Still, that won't be possible for everyone.

"Dozens of plans are now dead men walking, including several of the publicly-traded Medicare plans and several Blue Cross/Blue Shield organizations," healthcare consultant John Gorman wrote. "So in a matter of weeks, a Hunger Games-style 'reaping' will occur that will change the face of this industry." Gorman estimates that eight MA plans have had less than three stars for three straight years, including four special needs plans.

MA still growing

Whatever the "face" of the Medicare Advantage industry, though, its customer base is still expanding, with a projected growth rate of around 10 percent through 2016. Amid the baby boom wave, in a few years Medicare Advantage could be covering one-third of all Medicare beneficiaries, or more.

Already, though, choices for seniors are beginning to narrow somewhat. For the current, 2014 coverage year, beneficiaries had an average selection of 18 plans to choose from, down from an average of 20 in 2013, according to an analysis by the Kaiser Family Foundation.

And adding to the pressure of rate reductions and low-star rated plan elimination, CMS is starting to try to limit network narrowing.

While CMS did not extend the 30-day minimum amount of time Medicare Advantage insurers need to follow to notify providers of termination, the agency is going to require insurers to notify regional CMS account managers of significant terminations at least 90 days ahead of time and, upon request, submit plans detailing how beneficiaries will locate new providers.
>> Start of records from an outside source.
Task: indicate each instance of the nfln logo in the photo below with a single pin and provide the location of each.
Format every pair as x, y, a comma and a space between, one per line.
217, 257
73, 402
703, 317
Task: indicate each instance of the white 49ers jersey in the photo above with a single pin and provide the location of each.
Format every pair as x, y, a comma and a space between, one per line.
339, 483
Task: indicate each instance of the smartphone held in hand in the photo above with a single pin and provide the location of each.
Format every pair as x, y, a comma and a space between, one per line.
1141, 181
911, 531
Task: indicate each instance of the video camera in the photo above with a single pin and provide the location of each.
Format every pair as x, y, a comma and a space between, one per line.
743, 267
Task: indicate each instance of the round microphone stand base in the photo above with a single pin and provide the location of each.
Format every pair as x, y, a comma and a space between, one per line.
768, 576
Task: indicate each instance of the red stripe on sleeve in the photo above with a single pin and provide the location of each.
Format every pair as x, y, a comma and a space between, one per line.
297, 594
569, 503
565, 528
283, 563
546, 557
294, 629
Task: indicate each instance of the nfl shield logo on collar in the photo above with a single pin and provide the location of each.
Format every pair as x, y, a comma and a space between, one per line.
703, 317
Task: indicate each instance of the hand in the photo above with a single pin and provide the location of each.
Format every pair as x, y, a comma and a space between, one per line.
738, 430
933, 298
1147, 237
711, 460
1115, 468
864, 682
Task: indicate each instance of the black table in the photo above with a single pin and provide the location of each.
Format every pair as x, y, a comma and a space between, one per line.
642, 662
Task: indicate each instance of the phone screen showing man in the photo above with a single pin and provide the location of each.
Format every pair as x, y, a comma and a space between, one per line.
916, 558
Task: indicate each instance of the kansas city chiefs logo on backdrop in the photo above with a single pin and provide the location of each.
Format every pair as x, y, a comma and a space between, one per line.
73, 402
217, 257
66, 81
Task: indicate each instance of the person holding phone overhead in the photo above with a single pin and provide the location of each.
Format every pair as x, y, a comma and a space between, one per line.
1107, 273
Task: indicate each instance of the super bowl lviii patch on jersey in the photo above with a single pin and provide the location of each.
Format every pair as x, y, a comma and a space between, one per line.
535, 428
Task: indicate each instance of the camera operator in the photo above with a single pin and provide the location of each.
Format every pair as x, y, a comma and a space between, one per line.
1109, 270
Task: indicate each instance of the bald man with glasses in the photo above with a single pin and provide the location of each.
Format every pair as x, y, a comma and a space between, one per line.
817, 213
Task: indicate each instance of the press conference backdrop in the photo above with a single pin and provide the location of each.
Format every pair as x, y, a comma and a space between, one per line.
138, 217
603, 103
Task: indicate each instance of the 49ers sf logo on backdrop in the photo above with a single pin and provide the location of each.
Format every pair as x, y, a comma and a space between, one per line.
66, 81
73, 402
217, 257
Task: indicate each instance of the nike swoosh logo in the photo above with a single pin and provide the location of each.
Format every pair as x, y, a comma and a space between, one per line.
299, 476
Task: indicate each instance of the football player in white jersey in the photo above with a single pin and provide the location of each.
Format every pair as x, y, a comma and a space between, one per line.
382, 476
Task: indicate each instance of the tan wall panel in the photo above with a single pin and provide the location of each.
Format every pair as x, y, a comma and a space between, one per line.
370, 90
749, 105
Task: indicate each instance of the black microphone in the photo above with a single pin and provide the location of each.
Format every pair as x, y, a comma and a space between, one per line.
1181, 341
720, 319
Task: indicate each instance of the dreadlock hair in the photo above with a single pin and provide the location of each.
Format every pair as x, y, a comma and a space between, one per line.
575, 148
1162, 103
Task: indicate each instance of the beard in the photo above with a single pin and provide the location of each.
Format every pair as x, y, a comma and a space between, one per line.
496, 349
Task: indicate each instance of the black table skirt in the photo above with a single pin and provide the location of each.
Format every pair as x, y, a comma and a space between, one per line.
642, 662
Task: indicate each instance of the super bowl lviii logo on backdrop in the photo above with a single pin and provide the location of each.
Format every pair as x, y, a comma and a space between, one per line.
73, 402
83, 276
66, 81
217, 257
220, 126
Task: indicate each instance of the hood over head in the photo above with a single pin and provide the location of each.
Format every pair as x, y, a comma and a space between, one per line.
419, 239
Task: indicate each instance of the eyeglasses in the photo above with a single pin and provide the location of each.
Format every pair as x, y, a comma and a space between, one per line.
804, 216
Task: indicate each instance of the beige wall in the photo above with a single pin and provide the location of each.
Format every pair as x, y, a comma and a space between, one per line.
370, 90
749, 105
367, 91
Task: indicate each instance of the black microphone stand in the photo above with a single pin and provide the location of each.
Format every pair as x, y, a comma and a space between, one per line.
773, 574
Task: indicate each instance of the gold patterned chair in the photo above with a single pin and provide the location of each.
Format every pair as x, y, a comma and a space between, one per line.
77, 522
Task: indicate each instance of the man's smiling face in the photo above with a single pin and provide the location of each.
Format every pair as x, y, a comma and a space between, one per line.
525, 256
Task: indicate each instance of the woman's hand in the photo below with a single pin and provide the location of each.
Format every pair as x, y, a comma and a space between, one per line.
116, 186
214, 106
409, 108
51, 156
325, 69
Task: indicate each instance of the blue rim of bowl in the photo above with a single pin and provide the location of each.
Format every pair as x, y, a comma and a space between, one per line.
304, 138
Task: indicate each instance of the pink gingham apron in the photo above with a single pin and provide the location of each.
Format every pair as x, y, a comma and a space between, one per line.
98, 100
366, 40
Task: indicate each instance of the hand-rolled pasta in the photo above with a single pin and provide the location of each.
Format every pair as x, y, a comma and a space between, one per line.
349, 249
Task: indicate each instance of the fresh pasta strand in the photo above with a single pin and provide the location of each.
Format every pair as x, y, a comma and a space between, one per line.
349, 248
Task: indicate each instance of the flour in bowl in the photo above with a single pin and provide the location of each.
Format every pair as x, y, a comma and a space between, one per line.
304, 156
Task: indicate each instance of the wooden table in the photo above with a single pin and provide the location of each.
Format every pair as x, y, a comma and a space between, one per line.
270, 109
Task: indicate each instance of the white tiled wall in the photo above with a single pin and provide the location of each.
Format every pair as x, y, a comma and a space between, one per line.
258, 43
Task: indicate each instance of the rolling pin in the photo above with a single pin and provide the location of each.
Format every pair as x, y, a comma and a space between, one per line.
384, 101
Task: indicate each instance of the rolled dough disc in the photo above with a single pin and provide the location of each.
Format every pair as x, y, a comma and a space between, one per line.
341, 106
As a best practice, CMS is suggesting that MA plans making significant network changes should provide enrollees more than the required 30 days advance notice, and offer them information on in-network providers and instructions for requesting continuation of ongoing medical treatment or therapies with current providers. Regulators are also letting beneficiaries enroll in a new plan mid-year if one of their treating doctors or hospitals is removed from their plan's network.